Esposito è anche reduce dall’esperienza interazionale della terza stagione di Fargo, dove ha capito una volta di più la potenza dell’impatto che Gomorra ha avuto negli States, di cui in Italia forse non ci rendiamo davvero conto del tutto. «Posso raccontarti la descrizione del mio agente americano: “La differenza è che tu in Italia vieni visto come un giovane attore italiano, anche bravissimo, mentre all’estero sei una giovane star internazionale.
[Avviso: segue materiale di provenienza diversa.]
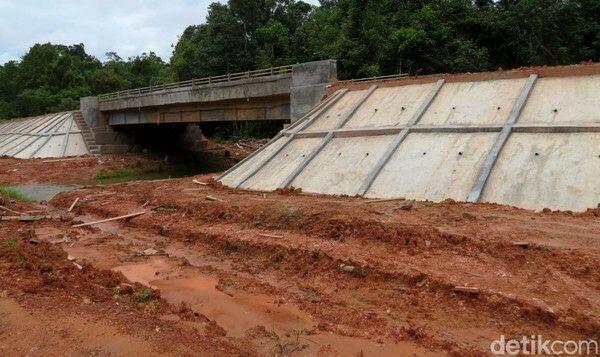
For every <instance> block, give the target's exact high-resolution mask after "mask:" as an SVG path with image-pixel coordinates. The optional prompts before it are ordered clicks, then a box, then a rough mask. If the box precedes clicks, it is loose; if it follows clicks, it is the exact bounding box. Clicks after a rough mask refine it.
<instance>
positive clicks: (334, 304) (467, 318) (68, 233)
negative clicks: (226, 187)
mask: <svg viewBox="0 0 600 357" xmlns="http://www.w3.org/2000/svg"><path fill="white" fill-rule="evenodd" d="M4 160H6V159H1V160H0V161H4ZM5 162H6V161H4V162H3V163H1V164H0V165H2V169H0V171H3V170H4V169H5V168H6V167H7V166H5ZM73 162H76V161H73ZM21 165H24V166H28V165H30V164H29V163H21ZM31 165H33V164H31ZM63 165H67V166H68V165H71V164H64V163H63ZM73 165H75V164H73ZM65 169H66V168H65ZM100 169H102V168H100ZM81 172H83V173H85V175H89V171H87V170H82V171H81ZM1 174H2V173H0V175H1ZM38 175H39V176H42V174H41V173H40V174H38ZM214 176H215V175H214V174H206V175H197V176H195V177H189V178H180V179H171V180H160V181H138V182H129V183H120V184H112V185H92V186H86V187H84V188H82V189H79V190H75V191H71V192H67V193H61V194H59V195H58V196H57V197H55V198H54V199H53V200H51V201H50V203H48V204H36V203H22V202H16V201H11V200H10V199H8V198H5V199H4V206H5V207H7V208H9V209H11V210H13V211H16V212H27V211H34V213H31V212H30V213H28V214H44V215H46V214H49V215H51V216H61V217H62V218H61V219H44V220H40V221H36V222H2V223H0V231H1V232H0V233H1V235H0V240H2V242H1V245H0V246H1V247H2V248H0V280H1V286H2V288H0V293H2V297H1V298H0V322H1V323H2V327H3V328H2V329H1V330H0V354H2V355H23V354H30V355H60V354H61V353H62V352H63V351H66V352H67V354H68V353H72V354H84V355H85V354H99V355H103V354H105V355H106V354H111V353H112V354H116V355H139V354H140V353H146V354H150V355H155V354H157V355H158V354H164V355H263V356H267V355H297V356H338V355H341V356H360V355H363V356H398V355H401V356H404V355H418V356H429V355H455V356H465V355H487V354H489V352H490V350H489V346H490V343H491V342H492V341H493V340H496V339H498V338H499V337H500V336H501V335H504V336H506V338H507V339H510V338H521V336H528V335H543V336H544V337H546V338H549V339H560V340H570V339H573V340H584V339H598V338H599V337H600V336H599V335H600V294H599V292H600V259H599V258H600V218H599V217H598V216H599V215H600V214H599V213H600V212H598V210H590V211H589V212H587V213H584V214H572V213H568V212H540V213H536V212H532V211H526V210H520V209H516V208H512V207H506V206H499V205H490V204H465V203H456V202H450V201H448V202H443V203H439V204H434V203H429V202H414V203H413V202H406V201H402V200H398V201H382V202H379V201H373V200H364V199H358V198H347V197H323V196H308V195H301V194H296V193H291V192H279V193H257V192H245V191H239V190H231V189H228V188H224V187H222V186H220V185H219V184H218V183H215V182H214V181H213V179H214ZM36 177H37V176H36V174H33V173H32V175H31V178H30V179H31V181H32V182H33V181H37V180H38V179H39V178H36ZM1 178H2V176H0V179H1ZM192 179H195V180H196V181H198V182H200V184H199V183H195V182H193V181H192ZM5 180H6V179H5ZM5 182H6V181H5ZM56 183H65V182H60V181H57V182H56ZM77 198H79V200H78V203H77V204H76V206H75V207H74V209H73V211H72V212H67V210H68V208H69V207H70V206H71V205H72V203H73V202H74V201H75V200H76V199H77ZM35 211H39V212H38V213H35ZM136 212H139V213H142V212H144V214H142V215H139V216H137V217H135V218H131V219H128V220H119V221H114V222H108V223H103V224H98V225H93V226H89V227H81V228H73V227H72V226H73V225H75V224H77V223H84V222H93V221H96V220H101V219H105V218H110V217H116V216H121V215H127V214H130V213H136ZM5 214H12V213H10V212H3V213H2V215H5ZM457 288H459V289H457ZM465 288H468V289H465ZM48 326H50V327H51V328H48ZM48 331H49V332H48ZM47 341H51V343H50V342H47Z"/></svg>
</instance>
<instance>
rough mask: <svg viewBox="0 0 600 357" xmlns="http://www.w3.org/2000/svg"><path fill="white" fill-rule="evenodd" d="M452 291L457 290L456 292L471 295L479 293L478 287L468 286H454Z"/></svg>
mask: <svg viewBox="0 0 600 357" xmlns="http://www.w3.org/2000/svg"><path fill="white" fill-rule="evenodd" d="M452 291H454V292H457V293H465V294H472V295H477V294H479V289H478V288H472V287H469V286H455V287H454V289H452Z"/></svg>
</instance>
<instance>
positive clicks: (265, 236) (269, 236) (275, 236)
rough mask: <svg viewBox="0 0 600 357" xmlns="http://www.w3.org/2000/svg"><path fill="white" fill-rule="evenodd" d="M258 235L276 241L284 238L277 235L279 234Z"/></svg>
mask: <svg viewBox="0 0 600 357" xmlns="http://www.w3.org/2000/svg"><path fill="white" fill-rule="evenodd" d="M258 235H259V236H261V237H266V238H276V239H281V238H283V236H280V235H277V234H267V233H258Z"/></svg>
La percezione che si ha di te fuori è quella di un grande talento che ha delle potenzialità enormi, mentre in Italia forse è come se si fossero un po’ abituati alla tua scoperta a forse hanno paura di confrontarsi con il lavoro che hai fatto”. Io cercherò con tutte le mie forze di percorrere entrambe le strade, per rendere i miei personaggi e i miei lavori sempre più esclusivi, valorizzandoli sempre di più, che sia in Italia o all’estero».
Tra la serialità di Gomorra e quella di Fargo in termini artistici non ci sono molte differenze, ma «in termini materiali sì: in America il cinema e la serialità sono visti come una grande industria, ci sono budget enormi messi a disposizione dei progetti e i ricavi corrispondono. In Italia invece è un po’ come se continuassimo a lavorare di fino. Faccio sempre un paragone: negli USA l’industry è come una grande boutique di marche di lusso, che quando entri ti lascia a bocca aperta. Noi italiani invece siamo la piccola bottega dell’artigiano che fa piccoli prodotti, ma di grandi qualità».
Ma intanto cosa dobbiamo aspettarci dal finalone di Gomorra (che arriverà finalmente su Sky a novembre)? «Tutto ciò che potrei dirvi non renderebbe quello che saàrà l’ultima stagione della serie più venduta, più vista, più apprezzata all’estero. Non avete idea di quello che vi aspetta».